Personal information
- Full name: Kane Lucas
- Born: 26 June 1991 (age 34)
- Original team: East Fremantle (WAFL)
- Draft: No. 12, 2009 National draft, Carlton
- Height: 188 cm (6 ft 2 in)
- Weight: 83 kg (183 lb)
- Position: Midfielder / Defender

Playing career^{1}
- Years: Club / Games (Goals)
- 2010–2014: Carlton / 42 (15)
- 2015–2016: West Coast / 00 0(0)
- Total:  / 42 (15)
- ^{1} Playing statistics correct to the end of 2016.

= Kane Lucas =

Australian rules footballer

Kane Lucas is a former professional Australian rules footballer who played for the Carlton Football Club in the Australian Football League (AFL). He was listed with the West Coast Eagles for the 2015 and 2016 seasons, but failed to play a senior match.

Lucas, the son of Jack Lucas who played for the Sydney Swans in the 1980s, played during his junior years at Trinity College in Western Australia and played most of his club football for Melville Hawks Junior Football Club, with a few years at Winnacott Junior Football Club, before playing Colts and senior football with the East Fremantle Football Club, playing twelve senior games during 2009 as a 17/18 year old. He represented Western Australia in its victorious 2009 AFL National Under 18 Championship campaign, earning a position as half-forward flank in the 2009 AFL Under 18s All Australian team. He nominated for the 2009 AFL National Draft, and was recruited by the Carlton Football Club with its first round selection at number 12 overall.
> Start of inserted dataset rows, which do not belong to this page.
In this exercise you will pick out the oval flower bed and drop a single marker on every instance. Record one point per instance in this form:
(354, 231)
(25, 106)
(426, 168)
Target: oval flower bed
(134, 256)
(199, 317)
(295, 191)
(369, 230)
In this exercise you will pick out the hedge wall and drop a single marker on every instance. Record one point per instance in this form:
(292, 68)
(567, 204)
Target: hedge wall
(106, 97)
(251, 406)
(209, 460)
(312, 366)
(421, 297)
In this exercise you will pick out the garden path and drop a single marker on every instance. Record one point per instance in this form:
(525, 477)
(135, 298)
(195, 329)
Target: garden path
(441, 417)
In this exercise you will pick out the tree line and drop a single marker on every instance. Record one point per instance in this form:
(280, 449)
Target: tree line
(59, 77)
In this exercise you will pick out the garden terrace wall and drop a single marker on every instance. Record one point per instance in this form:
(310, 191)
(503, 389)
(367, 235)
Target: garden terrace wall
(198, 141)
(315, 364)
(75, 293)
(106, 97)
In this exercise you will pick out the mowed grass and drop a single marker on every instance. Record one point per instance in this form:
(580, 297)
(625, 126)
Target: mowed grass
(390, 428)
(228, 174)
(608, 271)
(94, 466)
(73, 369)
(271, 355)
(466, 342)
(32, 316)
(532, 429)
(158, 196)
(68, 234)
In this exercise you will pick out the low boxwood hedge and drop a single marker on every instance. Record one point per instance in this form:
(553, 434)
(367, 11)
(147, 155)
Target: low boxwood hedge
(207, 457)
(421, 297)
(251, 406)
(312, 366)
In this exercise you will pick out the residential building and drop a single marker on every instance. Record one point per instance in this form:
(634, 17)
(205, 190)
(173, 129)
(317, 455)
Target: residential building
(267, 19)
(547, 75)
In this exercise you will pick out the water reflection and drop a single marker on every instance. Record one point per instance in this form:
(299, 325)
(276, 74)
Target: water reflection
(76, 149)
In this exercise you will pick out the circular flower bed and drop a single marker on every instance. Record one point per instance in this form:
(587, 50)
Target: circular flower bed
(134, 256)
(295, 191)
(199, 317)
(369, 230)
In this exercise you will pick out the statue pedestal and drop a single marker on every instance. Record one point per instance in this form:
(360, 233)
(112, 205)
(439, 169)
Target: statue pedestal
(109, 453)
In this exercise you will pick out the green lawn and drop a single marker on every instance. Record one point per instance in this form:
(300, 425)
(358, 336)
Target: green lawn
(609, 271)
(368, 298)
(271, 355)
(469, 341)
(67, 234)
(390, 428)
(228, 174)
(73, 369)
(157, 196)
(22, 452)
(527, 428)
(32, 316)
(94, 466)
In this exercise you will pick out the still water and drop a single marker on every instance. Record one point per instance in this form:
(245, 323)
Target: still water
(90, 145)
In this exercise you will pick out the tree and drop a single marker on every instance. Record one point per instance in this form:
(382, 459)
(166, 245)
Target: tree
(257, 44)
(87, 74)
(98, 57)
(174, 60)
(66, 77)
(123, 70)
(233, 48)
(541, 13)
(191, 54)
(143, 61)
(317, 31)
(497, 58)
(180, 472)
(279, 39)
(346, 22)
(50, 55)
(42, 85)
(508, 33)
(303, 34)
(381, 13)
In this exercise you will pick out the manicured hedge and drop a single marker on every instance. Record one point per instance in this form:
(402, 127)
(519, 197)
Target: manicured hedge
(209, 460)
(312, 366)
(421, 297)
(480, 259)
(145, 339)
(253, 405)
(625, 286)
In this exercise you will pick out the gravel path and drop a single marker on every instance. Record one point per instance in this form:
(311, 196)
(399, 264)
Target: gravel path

Lucas made his AFL debut in Round 3, 2010 against Essendon. He was hampered by a hamstring injury throughout his first season, which kept him to only eight games, but he was the winner of the Carlton Best First Year Player award. He struggled with injuries and form in 2011, playing only 2 games; but, in a small part of football history, Lucas was the first player ever to be substituted onto the ground under the AFL's revised interchange rules in Round 1, 2011, replacing the concussed Jarrad Waite in the season's opening match against Richmond.

Lucas was delisted by Carlton at the conclusion of the 2014 AFL season. He was redrafted onto the rookie list by the West Coast Eagles in 2015, but in two years with the club was unable to break into the Eagles' senior side, and he was delisted at the conclusion of the 2016 season without playing a senior game for West Coast.